Drop Shipping Services Agreement Template

Dropshipping Supplier
Drop Shipping Services Agreement Template

Drop Shipping Services Agreement Template

Introduction

This Drop Shipping Services Agreement (the “Agreement”) is made and entered into as of [date] by and between [Supplier’s name], a [Supplier’s legal entity type] organized and existing under the laws of [Supplier’s jurisdiction] with its principal place of business at [Supplier’s address] (the “Supplier”), and [Retailer’s name], a [Retailer’s legal entity type] organized and existing under the laws of [Retailer’s jurisdiction] with its principal place of business at [Retailer’s address] (the “Retailer”).

1. Definitions

Drop – Shipping: The process by which the Supplier, upon receiving an order from the Retailer, directly ships the ordered products to the Retailer’s customers.
Products: The goods and items that the Supplier agrees to drop – ship for the Retailer as specified in Exhibit A attached hereto.
Order: A request from the Retailer to the Supplier for the drop – shipping of Products to a specified customer of the Retailer.

2. Scope of Services

Order Processing: The Supplier shall receive Orders from the Retailer, either through electronic means or as otherwise agreed. The Supplier shall promptly process these Orders and ensure that the Products are prepared for shipment.
Inventory Management: The Supplier shall maintain an accurate inventory of the Products. The Supplier shall provide the Retailer with real – time inventory updates, at least [frequency] (e.g., daily), so that the Retailer can accurately represent product availability to its customers.
Shipping: The Supplier shall package and ship the Products to the Retailer’s customers in a timely manner. The Supplier shall use the shipping methods and carriers as mutually agreed upon by the parties. The Supplier shall provide the Retailer with tracking information for each shipment within [time frame] (e.g., 24 hours) of shipping.
Custom Branding: If agreed upon, the Supplier shall include custom branding materials (such as packing slips, inserts, or labels) provided by the Retailer in the shipments.

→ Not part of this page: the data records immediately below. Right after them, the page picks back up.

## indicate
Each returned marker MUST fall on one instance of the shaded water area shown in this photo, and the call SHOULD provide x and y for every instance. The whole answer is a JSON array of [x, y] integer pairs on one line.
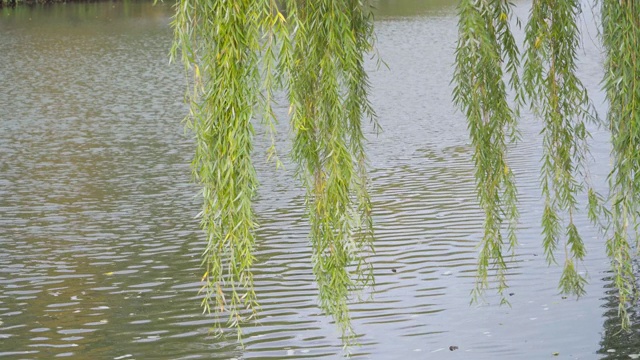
[[100, 251]]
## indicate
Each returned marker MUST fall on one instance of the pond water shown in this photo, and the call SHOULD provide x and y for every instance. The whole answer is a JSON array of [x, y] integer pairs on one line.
[[100, 251]]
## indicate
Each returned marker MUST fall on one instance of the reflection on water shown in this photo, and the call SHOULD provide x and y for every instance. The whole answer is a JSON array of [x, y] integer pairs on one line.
[[100, 251]]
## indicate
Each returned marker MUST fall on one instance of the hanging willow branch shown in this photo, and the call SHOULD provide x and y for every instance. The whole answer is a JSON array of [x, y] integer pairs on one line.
[[328, 96], [239, 52], [485, 45], [221, 43], [559, 98], [621, 37]]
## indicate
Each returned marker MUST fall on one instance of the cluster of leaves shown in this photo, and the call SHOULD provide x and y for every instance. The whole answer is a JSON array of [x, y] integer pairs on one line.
[[222, 43], [560, 100], [485, 45], [621, 37], [240, 52], [327, 87], [550, 85]]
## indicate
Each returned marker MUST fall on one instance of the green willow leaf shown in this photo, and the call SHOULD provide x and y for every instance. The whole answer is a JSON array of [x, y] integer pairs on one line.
[[485, 45], [560, 100], [621, 37]]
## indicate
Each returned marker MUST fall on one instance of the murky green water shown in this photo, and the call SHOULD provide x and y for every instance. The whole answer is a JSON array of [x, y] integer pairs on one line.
[[99, 249]]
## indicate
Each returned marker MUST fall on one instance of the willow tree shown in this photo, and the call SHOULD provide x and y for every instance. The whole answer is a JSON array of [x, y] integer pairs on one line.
[[240, 52], [550, 86]]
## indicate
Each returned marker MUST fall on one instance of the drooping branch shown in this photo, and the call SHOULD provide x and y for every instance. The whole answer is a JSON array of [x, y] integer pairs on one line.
[[558, 97], [621, 37], [221, 43], [485, 49], [328, 97]]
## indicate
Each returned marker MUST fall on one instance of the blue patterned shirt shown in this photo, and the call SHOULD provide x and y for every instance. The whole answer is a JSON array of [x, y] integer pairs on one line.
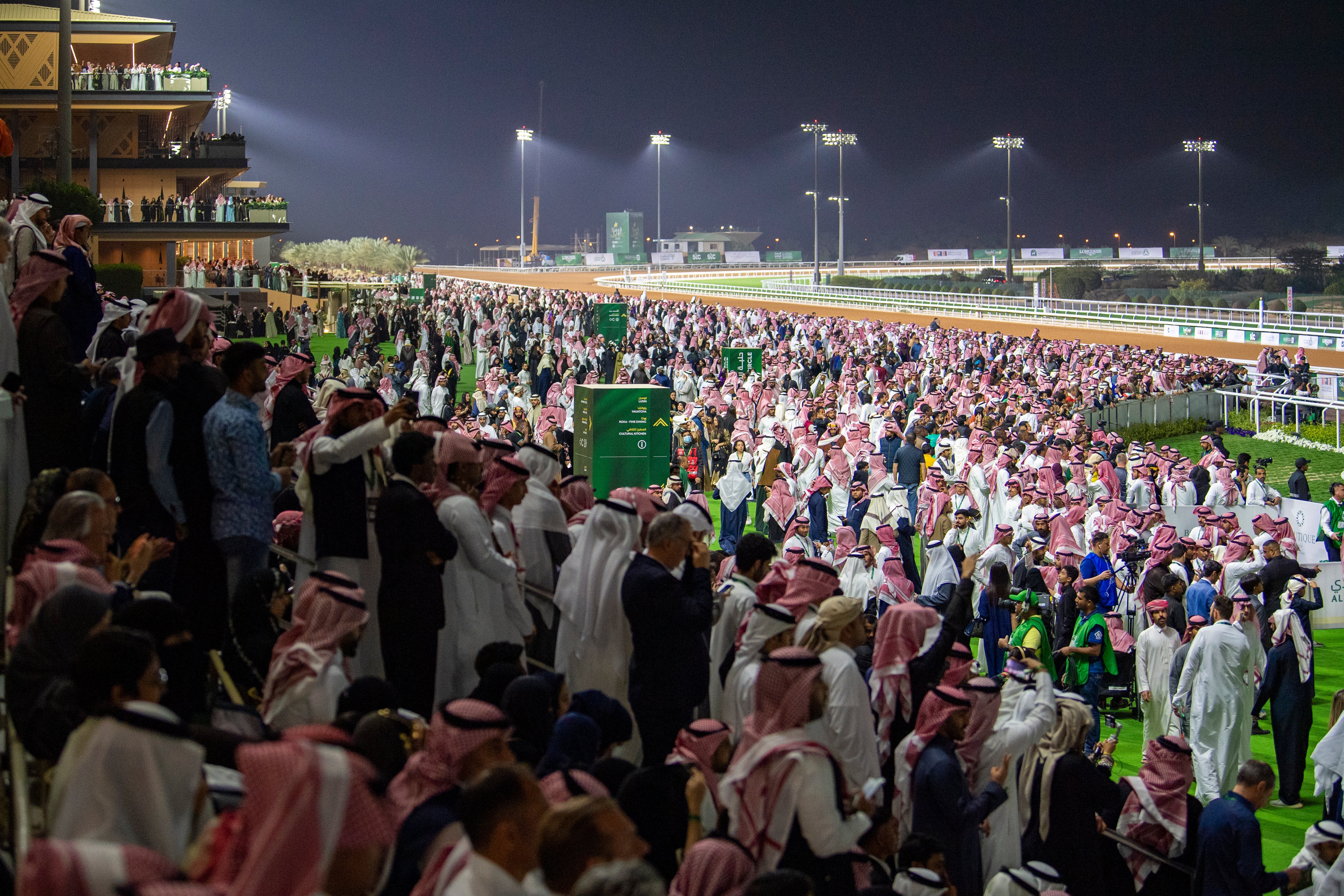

3. Product Pricing and Payment

Product Pricing: The Supplier shall sell the Products to the Retailer at the prices set forth in Exhibit A. The Supplier reserves the right to adjust the prices of the Products upon [notice period] (e.g., 30 days) written notice to the Retailer.
Payment Terms: The Retailer shall pay the Supplier for the Products and shipping costs within [payment terms] (e.g., 30 days) of receiving an invoice from the Supplier. The Supplier shall issue an invoice to the Retailer for each Order within [time frame] (e.g., 24 hours) of shipping the Products.

4. Intellectual Property

Ownership: The Retailer retains all intellectual property rights in its brand, trademarks, and any custom branding materials provided to the Supplier. The Supplier shall not use these intellectual property rights for any purpose other than the performance of its obligations under this Agreement.
Infringement: The Supplier warrants that the Products it provides do not infringe upon any third – party intellectual property rights. In the event of a claim of infringement related to the Products, the Supplier shall indemnify and hold the Retailer harmless from all losses, damages, and expenses.

5. Confidentiality

Confidential Information: Each party acknowledges that it may have access to the other party’s confidential information, including but not limited to customer lists, product pricing, and business strategies. Each party shall keep such confidential information strictly confidential and shall not disclose it to any third party without the prior written consent of the other party.
Exceptions: Confidential Information shall not include information that is publicly available, was already known to the receiving party prior to the disclosure, or is required to be disclosed by law.

6. Term and Termination

Term: This Agreement shall commence on the effective date and shall continue for a period of [term length] (e.g., one year). Unless either party gives written notice of termination at least [notice period] (e.g., 60 days) prior to the expiration of the term, the Agreement shall automatically renew for successive [renewal period] (e.g., one – year) periods.
Termination: Either party may terminate this Agreement immediately upon written notice if the other party materially breaches any provision of this Agreement and fails to cure such breach within [cure period] (e.g., 30 days) after receiving written notice of the breach.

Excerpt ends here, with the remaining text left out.